1.63 2x2x2, LMAO, have fun anyone trying to beat that  . It would have to be an insanely lucky scramble.


----------



## Tim Reynolds (Feb 24, 2008)

The strange thing about the 1.63 is that nobody else had a particularly good solve on it. The rest of the top 5 all had worse-than-average solves.


----------



## Dyste (Feb 24, 2008)

You may also notice that the rest of his solves were 5+ seconds.


----------



## ExoCorsair (Feb 24, 2008)

Tim Reynolds said:


> The strange thing about the 1.63 is that nobody else had a particularly good solve on it. The rest of the top 5 all had worse-than-average solves.



Scrambler must've made a mistake.


----------



## MistArts (Feb 24, 2008)

Siraj A. said:


> Ton said:
> 
> 
> > YESSSS , all records are in European hands.....!
> ...




I will (I'm Asian)


----------



## Tim Reynolds (Feb 24, 2008)

ExoCorsair said:


> Tim Reynolds said:
> 
> 
> > The strange thing about the 1.63 is that nobody else had a particularly good solve on it. The rest of the top 5 all had worse-than-average solves.
> ...



I can already hear the conspiracy theorists typing away madly.


----------



## Worms (Feb 24, 2008)

ExoCorsair said:


> Tim Reynolds said:
> 
> 
> > The strange thing about the 1.63 is that nobody else had a particularly good solve on it. The rest of the top 5 all had worse-than-average solves.
> ...



After the 2x2 Final, we tried the scramble, the cube was correctly mixed.
He find an optimal 4 movement solution for the first layer, and a LL-skip ocurred

He did a little mistake and did the cube in 6 movements (example: ...R R'...)


----------



## Harris Chan (Feb 24, 2008)

So, where are the videos?? We want to see


----------



## Doudou (Feb 24, 2008)

Ahah I love Murcia competitions...
Sorry for the 13 and 14 averages but I wasn't concentrated.

Murcia !!!!  De pu** m**** !!!!


----------



## ThePizzaGuy92 (Feb 25, 2008)

Of all the cubers, I always suspected he'd be the one to smash Yu's record. Not hard to make that assumption, look at his past results! 12s in every touranament just about. simply amazing. There's only like 3 people with a slight CHANCE of beating that.


----------



## Derrick Eide17 (Feb 25, 2008)

Rama said:


> Derrick Eide17 said:
> 
> 
> > WOW and single 1.63 for 2x2? WHOA that wont be getting beat any time soon lol. And Rama why did you single out my comment? lol
> ...



hehe lol


----------



## hdskull (Feb 25, 2008)

ThePizzaGuy92 said:


> Of all the cubers, I always suspected he'd be the one to smash Yu's record. Not hard to make that assumption, look at his past results! 12s in every touranament just about. simply amazing. There's only like 3 people with a slight CHANCE of beating that.

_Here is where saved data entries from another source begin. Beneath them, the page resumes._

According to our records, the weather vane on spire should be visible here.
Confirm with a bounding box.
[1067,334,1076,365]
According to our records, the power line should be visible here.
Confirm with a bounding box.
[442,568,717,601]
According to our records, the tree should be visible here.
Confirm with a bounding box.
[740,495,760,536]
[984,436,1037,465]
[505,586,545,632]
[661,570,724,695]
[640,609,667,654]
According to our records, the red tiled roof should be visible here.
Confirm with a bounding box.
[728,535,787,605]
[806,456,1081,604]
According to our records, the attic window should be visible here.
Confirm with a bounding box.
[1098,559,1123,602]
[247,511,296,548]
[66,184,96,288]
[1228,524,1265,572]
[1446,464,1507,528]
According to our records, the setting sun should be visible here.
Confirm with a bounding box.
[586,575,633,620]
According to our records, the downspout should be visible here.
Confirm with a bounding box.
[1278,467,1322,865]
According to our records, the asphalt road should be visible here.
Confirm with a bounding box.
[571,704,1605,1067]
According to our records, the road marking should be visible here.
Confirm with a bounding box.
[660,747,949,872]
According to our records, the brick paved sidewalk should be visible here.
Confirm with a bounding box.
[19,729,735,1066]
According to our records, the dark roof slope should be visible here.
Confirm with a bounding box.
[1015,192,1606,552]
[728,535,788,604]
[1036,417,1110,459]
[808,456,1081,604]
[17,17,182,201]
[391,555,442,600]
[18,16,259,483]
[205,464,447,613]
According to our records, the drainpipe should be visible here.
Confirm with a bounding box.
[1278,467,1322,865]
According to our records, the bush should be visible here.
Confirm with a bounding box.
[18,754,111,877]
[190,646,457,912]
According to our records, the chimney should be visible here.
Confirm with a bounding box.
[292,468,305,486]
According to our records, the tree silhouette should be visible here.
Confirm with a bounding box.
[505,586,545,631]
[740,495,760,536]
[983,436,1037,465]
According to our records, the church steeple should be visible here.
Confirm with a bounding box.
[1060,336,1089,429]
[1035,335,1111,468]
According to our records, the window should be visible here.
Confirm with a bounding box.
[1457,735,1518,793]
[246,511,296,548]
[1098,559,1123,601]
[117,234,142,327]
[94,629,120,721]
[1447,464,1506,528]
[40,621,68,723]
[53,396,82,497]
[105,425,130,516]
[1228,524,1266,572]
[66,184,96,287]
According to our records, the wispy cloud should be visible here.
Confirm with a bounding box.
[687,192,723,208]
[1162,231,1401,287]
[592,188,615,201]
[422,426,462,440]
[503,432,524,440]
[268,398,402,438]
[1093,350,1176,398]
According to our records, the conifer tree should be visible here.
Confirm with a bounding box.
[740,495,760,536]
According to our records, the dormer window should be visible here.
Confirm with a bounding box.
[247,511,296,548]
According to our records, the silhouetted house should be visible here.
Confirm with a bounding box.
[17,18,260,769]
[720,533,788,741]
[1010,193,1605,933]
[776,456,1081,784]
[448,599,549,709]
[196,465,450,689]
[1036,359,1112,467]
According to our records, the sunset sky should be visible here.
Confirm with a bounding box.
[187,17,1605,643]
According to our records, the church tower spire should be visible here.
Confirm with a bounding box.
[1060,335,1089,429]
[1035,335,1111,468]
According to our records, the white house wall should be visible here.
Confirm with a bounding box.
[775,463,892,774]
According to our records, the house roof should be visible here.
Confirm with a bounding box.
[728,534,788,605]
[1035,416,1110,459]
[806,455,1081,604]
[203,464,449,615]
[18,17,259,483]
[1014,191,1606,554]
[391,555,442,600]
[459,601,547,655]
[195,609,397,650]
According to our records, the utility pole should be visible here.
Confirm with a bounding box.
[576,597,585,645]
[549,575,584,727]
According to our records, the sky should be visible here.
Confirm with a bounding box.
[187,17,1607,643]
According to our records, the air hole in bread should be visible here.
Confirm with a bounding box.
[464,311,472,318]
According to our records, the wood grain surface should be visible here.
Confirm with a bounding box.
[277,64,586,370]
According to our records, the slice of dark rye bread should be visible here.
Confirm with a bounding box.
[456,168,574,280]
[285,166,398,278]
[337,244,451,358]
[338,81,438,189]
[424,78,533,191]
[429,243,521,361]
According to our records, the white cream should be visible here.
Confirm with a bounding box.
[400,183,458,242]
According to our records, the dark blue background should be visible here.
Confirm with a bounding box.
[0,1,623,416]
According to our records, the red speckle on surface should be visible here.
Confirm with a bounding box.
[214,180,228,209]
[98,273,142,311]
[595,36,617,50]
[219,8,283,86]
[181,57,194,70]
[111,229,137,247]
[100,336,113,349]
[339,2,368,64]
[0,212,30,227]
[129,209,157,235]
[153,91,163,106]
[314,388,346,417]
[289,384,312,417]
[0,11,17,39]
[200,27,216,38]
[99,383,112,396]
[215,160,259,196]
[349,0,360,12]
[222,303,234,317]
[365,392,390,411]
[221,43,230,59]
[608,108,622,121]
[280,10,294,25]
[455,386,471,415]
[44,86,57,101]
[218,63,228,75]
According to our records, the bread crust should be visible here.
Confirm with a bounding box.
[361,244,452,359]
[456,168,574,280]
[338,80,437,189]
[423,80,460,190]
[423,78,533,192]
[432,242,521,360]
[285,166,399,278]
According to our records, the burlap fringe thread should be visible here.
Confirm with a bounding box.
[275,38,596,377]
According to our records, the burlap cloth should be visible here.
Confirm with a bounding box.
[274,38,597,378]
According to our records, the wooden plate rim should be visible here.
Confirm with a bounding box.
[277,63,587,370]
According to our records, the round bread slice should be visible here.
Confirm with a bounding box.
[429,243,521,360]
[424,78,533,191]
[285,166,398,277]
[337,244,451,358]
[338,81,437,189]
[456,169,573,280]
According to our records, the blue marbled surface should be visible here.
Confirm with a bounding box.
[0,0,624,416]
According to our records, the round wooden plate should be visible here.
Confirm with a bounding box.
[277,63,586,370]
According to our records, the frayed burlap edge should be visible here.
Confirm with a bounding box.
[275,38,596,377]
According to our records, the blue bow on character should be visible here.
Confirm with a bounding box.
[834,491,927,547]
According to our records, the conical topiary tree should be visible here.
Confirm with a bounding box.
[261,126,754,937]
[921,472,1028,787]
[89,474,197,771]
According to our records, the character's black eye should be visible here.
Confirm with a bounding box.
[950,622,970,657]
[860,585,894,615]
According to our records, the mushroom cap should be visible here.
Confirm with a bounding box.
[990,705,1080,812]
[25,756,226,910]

It is amazing, but I'd say more than 3. Gungz, Nakaji, Gunji, Harris Chan, are already 4


----------



## philkt731 (Feb 25, 2008)

I think Jason Baum, if he keeps up his zb work, will be up there in the coming years


----------



## Dene (Feb 25, 2008)

I think you are forgetting Mr. Akkersdijk's recent average that was very close to sub12.


----------



## Doudou (Feb 25, 2008)

Thanks.
There is a video of the new WR. Toni will upload it soon...

About Javier, congrats to him. The scramble was correct, he did it again and told me "there is a 4 moves solution : find it". (after competition)... and i couldn t find it. That is not so easy that it seems to be. That s why nobody else got a special good time on the solve.

Edouard


----------



## Worms (Feb 25, 2008)

2x2 scramble: F´D2 L2 B´D´B R´D´R´U L´B´L2 U´L2 U2 R2 B2 R2 U2 B2 R2 D R2 D2


----------



## AvGalen (Feb 25, 2008)

I found (U2 F2) (R' U) If you cannot find it, skip the last move of the scramble and try again


----------



## Tim Reynolds (Feb 25, 2008)

That 2x2 solve is amazing. I could not have found that without doing the first move.


----------



## AvGalen (Feb 25, 2008)

Tim Reynolds said:


> That 2x2 solve is amazing. I could not have found that without doing the first move.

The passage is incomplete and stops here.